From Sea to Shining Sea: Within the Community
The internal communal life of Philadelphia and New York Jewry is revealed by the Constitution and By-Laws of the Jewish Foster Home Society of the City of Philadelphia, 1855, which was organized and run by the leading ladies of the community; and by the Constitution and By-Laws of the Hebrew Benevolent Society of the City of New York, New York, 1865, then in its forty-third year of service as the umbrella organization for Jewish charities.
We note with special satisfaction that the Library of Congress has a copy of Substance of Address on Laying the Corner Stone of the Synagogue “Temime Dereck, ” New Orleans, 1866. The address was by Philip Phillips (1807-1884), who had served as a member of the House of Representatives from Alabama, 1854-55. His participation in a synagogue celebration is one of the first, if not the first, by a Jew who had served in the U.S. Congress.
Phillips's participation in Jewish life began early. At age eighteen, he was one of the founding members of the Reformed Society of Israelites in his native Charleston, South Carolina, and served as its secretary at age twenty-one. In 1856, as a resident of Washington, D.C., he contributed ten dollars to the city's Hebrew Congregation towards purchase of a Torah scroll. A year later he served as spokesman for a Baltimore delegation which had come to call upon President Buchanan to protest against a commercial treaty with Switzerland permitting Swiss cantons to discriminate against American Jews who might be visiting there.
Phillips was admitted to the South Carolina bar in 1828, then moved to Mobile, Alabama, where, in 1834, he was elected to the state legislature and became a leading political figure.

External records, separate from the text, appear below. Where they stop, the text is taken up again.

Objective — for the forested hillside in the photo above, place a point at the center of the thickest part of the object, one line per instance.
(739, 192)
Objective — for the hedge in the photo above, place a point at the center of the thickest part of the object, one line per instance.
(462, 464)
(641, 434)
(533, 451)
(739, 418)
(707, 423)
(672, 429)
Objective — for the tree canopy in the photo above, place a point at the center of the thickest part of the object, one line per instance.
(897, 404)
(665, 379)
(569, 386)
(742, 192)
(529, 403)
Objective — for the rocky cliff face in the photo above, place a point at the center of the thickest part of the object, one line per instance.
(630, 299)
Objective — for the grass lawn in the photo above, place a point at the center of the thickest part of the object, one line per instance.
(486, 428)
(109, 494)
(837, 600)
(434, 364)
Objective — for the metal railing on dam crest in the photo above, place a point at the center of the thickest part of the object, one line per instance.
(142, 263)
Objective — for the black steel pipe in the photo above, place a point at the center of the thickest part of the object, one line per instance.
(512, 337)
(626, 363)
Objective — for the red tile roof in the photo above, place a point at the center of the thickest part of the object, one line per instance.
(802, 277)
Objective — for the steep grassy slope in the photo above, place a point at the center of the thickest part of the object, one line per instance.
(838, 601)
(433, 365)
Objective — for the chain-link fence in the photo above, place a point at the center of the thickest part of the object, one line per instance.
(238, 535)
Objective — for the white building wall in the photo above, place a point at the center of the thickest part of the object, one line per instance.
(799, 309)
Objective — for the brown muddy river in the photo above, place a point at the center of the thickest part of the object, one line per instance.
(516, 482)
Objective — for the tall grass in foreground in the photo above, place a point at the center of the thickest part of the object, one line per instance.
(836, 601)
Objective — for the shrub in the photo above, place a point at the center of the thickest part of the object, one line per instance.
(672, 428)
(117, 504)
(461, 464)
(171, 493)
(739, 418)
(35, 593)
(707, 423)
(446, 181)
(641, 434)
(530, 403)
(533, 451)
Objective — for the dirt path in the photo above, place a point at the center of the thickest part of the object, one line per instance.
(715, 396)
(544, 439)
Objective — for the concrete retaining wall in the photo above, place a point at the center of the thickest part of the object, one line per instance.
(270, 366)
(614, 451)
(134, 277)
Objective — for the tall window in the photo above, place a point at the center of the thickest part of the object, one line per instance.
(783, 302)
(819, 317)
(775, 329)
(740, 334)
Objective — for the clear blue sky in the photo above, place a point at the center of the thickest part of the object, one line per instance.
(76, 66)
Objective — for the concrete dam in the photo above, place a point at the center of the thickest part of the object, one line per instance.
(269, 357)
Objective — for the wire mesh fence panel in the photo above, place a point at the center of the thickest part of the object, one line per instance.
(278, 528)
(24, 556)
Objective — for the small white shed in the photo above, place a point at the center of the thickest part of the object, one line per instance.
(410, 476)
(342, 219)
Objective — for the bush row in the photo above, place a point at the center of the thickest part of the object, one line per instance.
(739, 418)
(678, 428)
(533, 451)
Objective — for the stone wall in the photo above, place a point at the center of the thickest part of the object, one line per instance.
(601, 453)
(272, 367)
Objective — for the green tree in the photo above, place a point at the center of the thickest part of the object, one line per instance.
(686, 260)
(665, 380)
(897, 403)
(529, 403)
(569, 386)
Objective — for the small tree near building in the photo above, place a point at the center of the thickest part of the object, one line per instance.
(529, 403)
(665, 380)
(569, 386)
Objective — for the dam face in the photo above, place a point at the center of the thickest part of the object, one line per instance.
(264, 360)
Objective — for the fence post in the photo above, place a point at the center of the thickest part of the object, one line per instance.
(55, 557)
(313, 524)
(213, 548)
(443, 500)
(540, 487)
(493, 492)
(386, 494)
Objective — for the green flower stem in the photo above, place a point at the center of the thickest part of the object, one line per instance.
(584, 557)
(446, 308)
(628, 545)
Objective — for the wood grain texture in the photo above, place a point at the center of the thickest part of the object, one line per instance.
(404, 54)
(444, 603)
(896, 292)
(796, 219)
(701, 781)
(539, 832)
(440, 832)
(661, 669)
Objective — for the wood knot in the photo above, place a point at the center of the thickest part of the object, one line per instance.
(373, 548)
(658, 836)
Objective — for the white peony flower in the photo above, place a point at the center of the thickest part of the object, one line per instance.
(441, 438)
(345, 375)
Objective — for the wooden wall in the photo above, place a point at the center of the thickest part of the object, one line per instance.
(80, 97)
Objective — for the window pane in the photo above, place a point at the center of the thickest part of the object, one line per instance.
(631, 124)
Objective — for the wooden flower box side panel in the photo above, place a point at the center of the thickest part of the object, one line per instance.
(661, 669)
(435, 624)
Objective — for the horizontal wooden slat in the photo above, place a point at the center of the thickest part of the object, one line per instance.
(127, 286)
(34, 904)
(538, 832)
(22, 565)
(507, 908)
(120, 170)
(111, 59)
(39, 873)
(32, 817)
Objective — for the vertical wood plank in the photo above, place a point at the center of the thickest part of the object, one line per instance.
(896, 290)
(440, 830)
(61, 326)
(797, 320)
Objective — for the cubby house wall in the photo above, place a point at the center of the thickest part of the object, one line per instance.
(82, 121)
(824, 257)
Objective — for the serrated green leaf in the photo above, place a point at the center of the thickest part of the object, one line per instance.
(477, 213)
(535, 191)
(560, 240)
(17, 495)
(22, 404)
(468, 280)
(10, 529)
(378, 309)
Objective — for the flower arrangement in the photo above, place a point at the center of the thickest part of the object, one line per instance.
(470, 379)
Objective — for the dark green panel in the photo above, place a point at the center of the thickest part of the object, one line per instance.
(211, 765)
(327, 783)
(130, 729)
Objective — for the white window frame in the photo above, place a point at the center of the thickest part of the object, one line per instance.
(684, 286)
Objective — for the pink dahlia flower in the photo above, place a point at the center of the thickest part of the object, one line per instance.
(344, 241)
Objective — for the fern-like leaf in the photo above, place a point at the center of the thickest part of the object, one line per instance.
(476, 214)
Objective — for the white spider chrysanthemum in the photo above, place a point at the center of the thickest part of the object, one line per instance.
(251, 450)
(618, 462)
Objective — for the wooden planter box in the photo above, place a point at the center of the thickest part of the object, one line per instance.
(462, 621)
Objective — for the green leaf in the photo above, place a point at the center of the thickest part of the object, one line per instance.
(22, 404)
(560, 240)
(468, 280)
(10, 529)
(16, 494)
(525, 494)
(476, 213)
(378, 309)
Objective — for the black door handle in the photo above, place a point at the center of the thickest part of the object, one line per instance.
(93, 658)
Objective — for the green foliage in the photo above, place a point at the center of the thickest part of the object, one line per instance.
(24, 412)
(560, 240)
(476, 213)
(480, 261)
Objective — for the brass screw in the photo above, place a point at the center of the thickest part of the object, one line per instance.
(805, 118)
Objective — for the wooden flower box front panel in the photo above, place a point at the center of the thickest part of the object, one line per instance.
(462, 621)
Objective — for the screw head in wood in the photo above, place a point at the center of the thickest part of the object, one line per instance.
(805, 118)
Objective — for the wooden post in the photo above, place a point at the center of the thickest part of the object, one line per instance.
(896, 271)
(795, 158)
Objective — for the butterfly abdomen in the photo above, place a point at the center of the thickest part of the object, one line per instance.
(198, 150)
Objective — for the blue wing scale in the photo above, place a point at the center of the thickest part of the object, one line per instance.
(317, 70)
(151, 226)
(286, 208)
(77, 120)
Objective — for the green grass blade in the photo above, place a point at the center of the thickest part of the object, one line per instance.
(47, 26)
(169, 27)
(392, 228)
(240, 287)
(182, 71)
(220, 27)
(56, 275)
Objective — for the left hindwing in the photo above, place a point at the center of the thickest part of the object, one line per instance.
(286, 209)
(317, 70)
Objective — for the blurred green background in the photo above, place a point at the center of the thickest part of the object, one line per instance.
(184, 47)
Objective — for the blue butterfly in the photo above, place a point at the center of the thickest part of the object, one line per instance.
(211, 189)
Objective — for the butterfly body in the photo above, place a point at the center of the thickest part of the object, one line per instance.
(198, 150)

In 1853, he was elected to Congress, and when his term ended he remained in Washington to practice law before the Supreme Court.
Because of his wife's pronounced Southern sympathies (she was the former Eugenia Levy of Charleston), they had to leave the city during the Civil War and settled in New Orleans. In his consecration address, Phillips voiced the universalistic sentiments of his first Jewish affiliation, the Reformed Society of Israelites:
I look into the future ... I see the coming day, radiant in glory ... in which, though differing in creed and forms of worship, the voices of all shall unite in the grand anthem, “Hear, 0, Israel, the Lord our God, the Lord is One!”
The Phillips Papers housed in the Library's Manuscript Division contain a brief autobiographical sketch, called “A Summary of the Principle Events of My Life,” and two works by his wife. One is a diary entitled “Journal of Mrs. Eugenia Phillips,” the other a memoir, “A Southern Woman's Story of Her Imprisonment During the War of 1861-62.” A fiery and outspoken Confederate sympathizer, Eugenia often found herself at odds with Union officials. In the journal page below, Phillips describes the indignities of her confinement after her arrest by federal officers in Washington, along with two daughters and her sister Martha, on August 23, 1861. Released after a three-week imprisonment, Phillips relocated to New Orleans, where she mocked the funeral of a Union soldier, thereby running afoul of the notorious General Benjamin “Beast” Butler, who issued a special order imprisoning her at Ship Island, where conditions were harsh and primitive.
Philip's writings are staid and proper, Eugenia's, fiery and dramatic. Because of his legal and oratorical skills, he sat in Congress; because of her intense Southern loyalties, she languished in “Beast” Butler's prison. After the war both returned to Washington, where Phillips resumed his law practice and became one of the capital's leading attorneys. He died in 1884 and was buried in the Levy family plot in the Jewish cemetery of Savannah, Georgia.